Ludwik Herschfeld had already demonstrated, some years earlier, that blood groups A and B followed the basic genetic rules laid out by Gregor Mendel. He was not sure what to make of blood group O and set it aside, though it was later shown to obey the same rules. Herschfeld saw the war as an opportunity to discover more about blood groups, and in particular how they compared in different parts of the world. The Allies drew soldiers from many different countries, and the Herschfelds set out to collate the blood group results from as many different nationalities as possible. It was a lot of work, but easier in wartime than later, when the research would, as they put it, ‘have necessitated long years of travel'. For the obvious military reason that they were on the other side, they did not have the German data to hand, and the figures published in
The Lancet
were ‘quoted from memory'.

When the Herschfelds came to review the results of their work, they found very big differences in the frequencies of blood groups A and B in soldiers who came from different ‘races' as they called them. Among the Europeans, the proportions were around 15 per cent blood group B and 40 per cent blood group A. The proportion of men with blood group B was higher in troops drawn from Africa and Russia, reaching a peak of 50 per cent in regiments of the Indian Army fighting with the British. As the proportion of blood group B increased, there was a corresponding decrease in the frequency of blood group A.

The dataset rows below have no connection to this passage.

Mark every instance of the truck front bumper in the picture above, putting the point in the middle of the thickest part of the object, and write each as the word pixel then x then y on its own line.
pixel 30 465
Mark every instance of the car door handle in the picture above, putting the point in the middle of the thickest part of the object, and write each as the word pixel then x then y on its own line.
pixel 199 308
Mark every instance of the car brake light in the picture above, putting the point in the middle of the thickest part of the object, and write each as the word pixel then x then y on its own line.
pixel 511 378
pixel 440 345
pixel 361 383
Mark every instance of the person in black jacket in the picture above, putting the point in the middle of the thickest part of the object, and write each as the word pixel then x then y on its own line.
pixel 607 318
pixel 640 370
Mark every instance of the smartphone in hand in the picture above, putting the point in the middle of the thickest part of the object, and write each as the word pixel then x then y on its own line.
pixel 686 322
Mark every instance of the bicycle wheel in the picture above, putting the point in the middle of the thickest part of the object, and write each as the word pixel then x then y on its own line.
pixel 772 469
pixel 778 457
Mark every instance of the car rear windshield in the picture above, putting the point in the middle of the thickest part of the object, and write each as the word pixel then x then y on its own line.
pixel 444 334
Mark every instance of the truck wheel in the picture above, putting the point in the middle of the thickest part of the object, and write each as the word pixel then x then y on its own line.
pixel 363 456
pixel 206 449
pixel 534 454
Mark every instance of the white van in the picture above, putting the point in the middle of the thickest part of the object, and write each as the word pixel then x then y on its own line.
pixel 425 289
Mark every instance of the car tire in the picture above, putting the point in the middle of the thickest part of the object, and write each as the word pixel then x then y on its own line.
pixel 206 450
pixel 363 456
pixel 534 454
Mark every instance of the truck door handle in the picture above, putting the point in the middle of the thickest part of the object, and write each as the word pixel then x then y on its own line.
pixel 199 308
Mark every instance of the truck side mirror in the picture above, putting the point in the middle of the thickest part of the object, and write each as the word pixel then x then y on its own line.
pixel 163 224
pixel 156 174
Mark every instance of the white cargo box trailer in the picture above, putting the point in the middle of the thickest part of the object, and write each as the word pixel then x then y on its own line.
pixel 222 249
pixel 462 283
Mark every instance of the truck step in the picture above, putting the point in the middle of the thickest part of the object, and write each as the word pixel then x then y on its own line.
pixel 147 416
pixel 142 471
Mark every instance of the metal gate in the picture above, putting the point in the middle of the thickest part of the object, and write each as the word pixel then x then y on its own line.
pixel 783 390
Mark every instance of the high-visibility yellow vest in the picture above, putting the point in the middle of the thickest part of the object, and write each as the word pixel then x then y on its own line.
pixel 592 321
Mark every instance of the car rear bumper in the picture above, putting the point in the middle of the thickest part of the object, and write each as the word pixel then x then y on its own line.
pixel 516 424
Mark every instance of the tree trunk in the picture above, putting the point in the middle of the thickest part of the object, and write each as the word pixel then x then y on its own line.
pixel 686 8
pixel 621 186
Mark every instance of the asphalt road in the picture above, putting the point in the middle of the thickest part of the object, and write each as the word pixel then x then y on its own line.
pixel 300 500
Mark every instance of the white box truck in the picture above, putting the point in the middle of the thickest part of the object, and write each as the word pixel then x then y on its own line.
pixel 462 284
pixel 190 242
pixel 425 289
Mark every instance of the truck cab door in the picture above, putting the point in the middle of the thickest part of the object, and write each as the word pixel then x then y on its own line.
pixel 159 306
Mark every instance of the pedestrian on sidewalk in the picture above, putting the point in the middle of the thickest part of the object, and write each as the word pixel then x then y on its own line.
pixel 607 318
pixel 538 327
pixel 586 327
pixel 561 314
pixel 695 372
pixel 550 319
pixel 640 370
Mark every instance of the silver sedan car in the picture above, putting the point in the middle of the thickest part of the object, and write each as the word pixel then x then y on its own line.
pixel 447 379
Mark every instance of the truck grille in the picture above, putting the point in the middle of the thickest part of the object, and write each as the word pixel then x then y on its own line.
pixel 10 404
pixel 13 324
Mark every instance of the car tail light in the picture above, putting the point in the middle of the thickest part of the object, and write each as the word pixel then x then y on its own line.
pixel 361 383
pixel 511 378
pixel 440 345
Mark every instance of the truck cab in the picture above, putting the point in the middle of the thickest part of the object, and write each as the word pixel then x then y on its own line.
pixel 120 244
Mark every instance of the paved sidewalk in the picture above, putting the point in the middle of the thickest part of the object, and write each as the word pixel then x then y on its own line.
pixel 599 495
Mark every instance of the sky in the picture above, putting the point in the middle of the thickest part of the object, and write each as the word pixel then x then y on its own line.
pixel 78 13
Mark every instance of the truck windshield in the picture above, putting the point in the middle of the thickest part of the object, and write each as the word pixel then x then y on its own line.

In drawing their conclusions, the Herschfelds did not flinch from interpreting the significance of their results on a grand scale. They decided that humans were made up of two different ‘biochemical races', each with its own origin: Race A, with blood group A, and Race B, with blood group B. Because Indians had the highest frequency of blood group B, they concluded that ‘We should look to India as the cradle of one part of humanity.' As to how blood groups, and populations, spread, they go on: ‘Both to Indo-China in the East and to the West a broad stream of Indians passed out, ever-lessening in its flow, which finally penetrated to Western Europe.' They were unsure about the origin of Race A and thought it might have come from somewhere around north or central Europe. We know now that their conclusions are complete nonsense; but they do illustrate that geneticists, then as now, are never shy of grandiose speculation.

The basic principle behind the evolutionary inferences drawn from the Herschfelds' blood group results was that ‘races' or ‘populations' that have similar proportions of the different blood groups are more likely to share a common history than those where the proportions are very different. This sounds like common sense, and it looks like a reasonable explanation for the similarities found in the different European armies. But there were also some surprises. For example, the blood group frequencies of soldiers from Madagascar and Russia were almost identical. Did this mean the Herschfelds had uncovered genetic evidence for a hitherto unrecorded Russian invasion of Madagascar, or even the reverse, an overwhelming Malagasy colonization of Russia? Or take the Senegalese from West Africa, who were almost as close in their blood group frequencies to the Russians as the English were to the Greeks, which seems a bit unusual to say the least. What was happening was that because they were working with just one genetic system – the only one available to them – their analysis produced what appear to be some very reasonable comparisons between populations and others that look distinctly odd.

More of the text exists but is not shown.